Ein „5G Campusnetz“ ist ein örtlich begrenztes und auf besondere Anforderungen angepasstes Mobilfunknetz.
Meist deckt ein 5G Campusnetz einzelne Gebäude oder ein ganzes Firmengelände ab. Da Mobilfunkfrequenzen dem Kunden teilweise oder vollständig zur Verfügung stehen, kann der Kunde für seine Anwendungen eine hohe Datenrate nutzen. Die Nähe zur Kunden-IT verringert außerdem die Transportwege, wodurch sich die Latenzen, also Reaktionszeiten, verbessern. Eingesetzte Maschinen können praktisch in Echtzeit mit den Rechenzentren kommunizieren. Dies ist besonders für zukünftige industrielle 5G Anwendungen im Bereich Maschinensteuerung und -monitoring, Anwendungen im Bereich von AR und VR, sowie autonome Fahrzeuge auf dem Firmengelände von entscheidender Bedeutung.
Virtuelle Campusnetze bestehen aus virtuellen Teilnetzen, die dem Kunden spezifische Leistungsparameter, wie eine vordefinierte, festgelegte Bandbreite, zur Verfügung stellen. Virtuelle Campusnetze können schnell und kostengünstig aufgebaut und betrieben werden. Die verfügbaren Leistungsparameter sind jedoch reduziert, da sich die physikalische Infrastruktur des öffentlichen Mobilfunknetzes mit anderen Netzteilnehmenden geteilt wird.
Bei hybriden oder privaten Campusnetzen kann die Infrastruktur teilweise oder exklusiv vom Kunden genutzt werden. Möglich ist dann sogar eine kabellose Konnektivität mit Glasfaser Performance. Während bei hybriden Campusnetzen eine Verbindung zum öffentlichen Kernnetz besteht, sind private Campusnetze komplett isoliert. Das erhöht die Datensicherheit und die Verfügbarkeit spezieller Leistungsanforderungen von 5G-Anwendungen.
Die Verfügbarkeit und Lizensierung der für den Betrieb von Campusnetzen freigegebenen Frequenzen variiert innerhalb der Europäischen Union. Während in fast allen europäischen Ländern die notwendige Frequenz mit den örtlichen Mobilfunknetzbetreibern ausgehandelt werden muss, besteht bisher lediglich in UK und Deutschland die Möglichkeit für Unternehmen und Organisationen eine eigene 5G-Industriefrequenz bei der Bundesnetzagentur zu beantragen. Sie müssen also nicht auf die Frequenzen der Mobilfunknetzbetreiber zurückgreifen. Dadurch verändert sich die Anbieterstruktur auf dem deutschen Markt erheblich:
Laut Bitkom1 wollen 26 Prozent der deutschen Industrieunternehmen ein Campusnetz mit 5G einrichten. Die Nachfrage ist noch lange nicht gesättigt, wie unsere Analyse der eingegangenen Frequenzanträge bei der Bundesnetzagentur zeigt:
Unternehmen und Organisationen aus der Forschung und Entwicklung sind unter den Zuteilungsinhabern überproportional vertreten. Die Systemtechnik von 5G-Campusnetzen sowie zukünftige 5G Anwendungen werden zurzeit noch erprobt. Somit kann festgehalten werden, dass viele Industrieunternehmen die Entwicklung von 5G Anwendungen sowie frequenzfähiger Hardware und frequenzfähigen Endgeräten abwarten, bevor sie sich für den Aufbau eines 5G Campusnetzes entscheiden.

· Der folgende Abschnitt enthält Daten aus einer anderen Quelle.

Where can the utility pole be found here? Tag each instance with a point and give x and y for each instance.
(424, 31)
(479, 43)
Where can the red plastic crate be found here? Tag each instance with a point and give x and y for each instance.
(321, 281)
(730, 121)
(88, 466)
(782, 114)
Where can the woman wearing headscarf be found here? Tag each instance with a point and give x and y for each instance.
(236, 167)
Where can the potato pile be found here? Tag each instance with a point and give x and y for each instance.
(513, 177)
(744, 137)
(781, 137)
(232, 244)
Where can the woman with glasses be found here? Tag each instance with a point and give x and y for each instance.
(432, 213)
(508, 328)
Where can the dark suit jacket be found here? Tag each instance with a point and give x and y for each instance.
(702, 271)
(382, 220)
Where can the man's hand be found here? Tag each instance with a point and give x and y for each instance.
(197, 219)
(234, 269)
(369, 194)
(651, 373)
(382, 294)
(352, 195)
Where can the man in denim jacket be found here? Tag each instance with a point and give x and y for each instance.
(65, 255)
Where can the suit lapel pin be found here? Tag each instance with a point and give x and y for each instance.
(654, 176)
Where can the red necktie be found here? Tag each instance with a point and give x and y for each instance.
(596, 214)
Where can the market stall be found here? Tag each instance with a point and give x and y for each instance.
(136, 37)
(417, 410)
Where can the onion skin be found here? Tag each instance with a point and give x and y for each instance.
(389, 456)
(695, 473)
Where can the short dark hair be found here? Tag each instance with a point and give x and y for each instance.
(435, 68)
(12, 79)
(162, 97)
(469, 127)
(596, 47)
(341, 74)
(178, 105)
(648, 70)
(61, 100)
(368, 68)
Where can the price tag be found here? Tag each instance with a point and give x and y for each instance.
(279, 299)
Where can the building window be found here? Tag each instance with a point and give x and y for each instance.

Mit 5G treten wir in das Zeitalter der Echtzeit-Mensch-Maschinen-Kommunikation ein. Dies verändert die Anforderungen an Telekommunikationsnetze massiv. Private Campusnetze sind eine der Schlüsseltechnologien, um diesen veränderten Anforderungen gerecht zu werden. Nur 5G Campusnetze können die notwendigen Leistungsparameter solcher hochspezifischen, echtzeitfähigen Anwendungen skalierbar und zukunftssicher gewährleisten.